Inferno canto V verso 9
Mentre che il vento, come fa, ci tace
Tacersi, interrompere l’emanazione di suoni, dunque il vento “si tace”; infatti molti commentatori riportano questa versione più logica e bella, evitando il brutto scioglilingua che rovinerebbe un verso di struggente poesia
Inferno canto V verso 91
Se fosse amico il re dell’universo
Questo lapsus insidiosamente blasfemo è uno dei numerosi sintomi di rimozione imperfetta dei risentimenti che invadono il Poeta, costretto a posizioni mentali che per sua natura non assumerebbe mai, e che invece deve accettare, avendo deciso di conformarsi all’ideologia cattolica scolastica, ma è un’accettazione piena di ribellioni mal rimosse, che provocano sintomi corrispondenti.
Qui si tratta della condanna all’inferno per Francesca e Paolo, ma vi sono altri esempi dove compaiono contemporaneamente il motivo rimosso e il sintomo corrispondente come:
-Il caso di Pier delle Vigne (Inf XIII 31 -45); l’io narrante ha colto il ramicello dal pruno e resta attonito durante tutta la protesta del suicida, calpestando la logica del raccontare (tanta deferenza per lo sterpo, quando ancora non sa di chi si tratta). Per il Poeta uno strazio di sentimenti, mentre Pier delle Vigne, nella sua disperata dignità, esige il rispetto di Dante che tiene ancora in mano lo stizzo verde. Il non detto sottostante produce una orrenda delicatezza del brano, che in superficie di delicato non ha nulla.

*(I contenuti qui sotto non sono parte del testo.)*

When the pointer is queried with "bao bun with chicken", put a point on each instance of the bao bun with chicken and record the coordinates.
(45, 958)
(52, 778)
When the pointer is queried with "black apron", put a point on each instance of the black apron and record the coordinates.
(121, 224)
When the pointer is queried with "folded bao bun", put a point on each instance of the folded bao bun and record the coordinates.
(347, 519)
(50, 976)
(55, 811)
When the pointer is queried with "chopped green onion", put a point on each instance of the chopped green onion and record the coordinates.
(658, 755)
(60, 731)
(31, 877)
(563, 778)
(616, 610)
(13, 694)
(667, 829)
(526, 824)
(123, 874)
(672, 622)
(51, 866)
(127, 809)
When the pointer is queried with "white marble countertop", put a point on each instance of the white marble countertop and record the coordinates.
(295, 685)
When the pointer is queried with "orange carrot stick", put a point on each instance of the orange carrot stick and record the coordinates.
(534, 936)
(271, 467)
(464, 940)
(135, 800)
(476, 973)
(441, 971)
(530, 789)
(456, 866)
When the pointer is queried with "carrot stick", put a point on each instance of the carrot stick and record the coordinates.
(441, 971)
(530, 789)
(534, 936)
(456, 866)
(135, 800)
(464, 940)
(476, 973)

La rimossa contrarietà di Dante al trattamento delle anime vissute prima del cristianesimo produce sintomi che compaiono in altri episodi:
---Virgilio è chiuso nel Limbo insieme ai fanciulli morti prima del battesimo (Inf IV 41, 42 ;Purg VII 28-33). Il sintomo emerge nel modo di sottolineare la levità della sofferenza, e nell’ammettere una disperazione anestetizzata:
Semo perduti, e sol di tanto offesi, Che sanza speme vivemo in disìo … Loco è laggiù non tristo da martìri Ma di tenebre solo, ove i lamenti Non suonan come guai, ma son sospiri Quivi sto io coi parvoli innocenti Dai denti morsi della morte, avante Che fosser dell’umana colpa esenti; (1)
Purgatorio canto I versi 88 – 93
(Catone custode dell’ingresso del purgatorio)

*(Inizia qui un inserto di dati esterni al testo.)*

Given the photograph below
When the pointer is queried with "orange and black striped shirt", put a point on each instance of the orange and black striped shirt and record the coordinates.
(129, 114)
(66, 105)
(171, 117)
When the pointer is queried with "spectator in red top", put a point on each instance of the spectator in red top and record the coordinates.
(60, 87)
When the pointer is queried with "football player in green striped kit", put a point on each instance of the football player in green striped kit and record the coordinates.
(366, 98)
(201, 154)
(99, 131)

Soltanto dopo diciassette terzine si rivela indirettamente il nome del personaggio. Reverendo, ricco di virtù cardinali, Catone mentre è oggetto di venerazione con Dante inginocchiato davanti, ascolta del percorso privilegiato narrato da Virgilio che pure ne è escluso per sempre. Cinquanta versi con un Catone silenzioso, forse un silenzio empio.
Quindi l’episodio:
---l’Acheronte separa Marzia da Catone; questi, mutilato della facoltà di amare, a Virgilio che lo prega in nome della sua Marzia di concedere il passaggio per Dante, dà una risposta distaccata, burocratica, dove il sintomo è quel cenno di recriminazione che i versi non riescono a filtrare del tutto
Or che di là dal mal fiume dimora, Più muover non mi può per quella legge Che fatta fu, quando me n’uscii fuora
Ma se donna del ciel ti muove e regge, Come tu di’, non c’è mestier lusinghe: Bastiti ben che per lei mi richiegge.

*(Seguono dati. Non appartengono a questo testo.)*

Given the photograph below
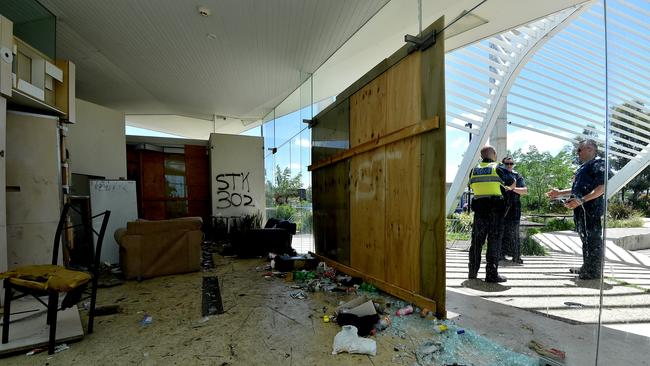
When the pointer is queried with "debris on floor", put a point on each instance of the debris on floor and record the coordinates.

Coazione a notare: in questo canto si trovano alcuni tra i versi più belli di tutta la letteratura (115 - 117). -Con altre figure si opera una specie di compensazioni come per Sigieri di Brabante, averroista, in Paradiso insieme a Tommaso d’Aquino di cui fu avversario (Par X 136 – 138), o Federico II, che Dante condanna all’inferno (Inf X, 119) ma poi stigmatizza la ribellione contro di lui da parte dei signorotti veneti (Purg XVI 117)
Inferno canto VII primo verso
Papè satàn, papè satàn aleppe!
E’ da considerare la versione proposta da Armando Troni, deformazione dell’arabo “Beb el Chajtan,Beb el Chajtan, Laheppe ”, la porta di Satana, la porta di Satana,(fermati) la fiammata!.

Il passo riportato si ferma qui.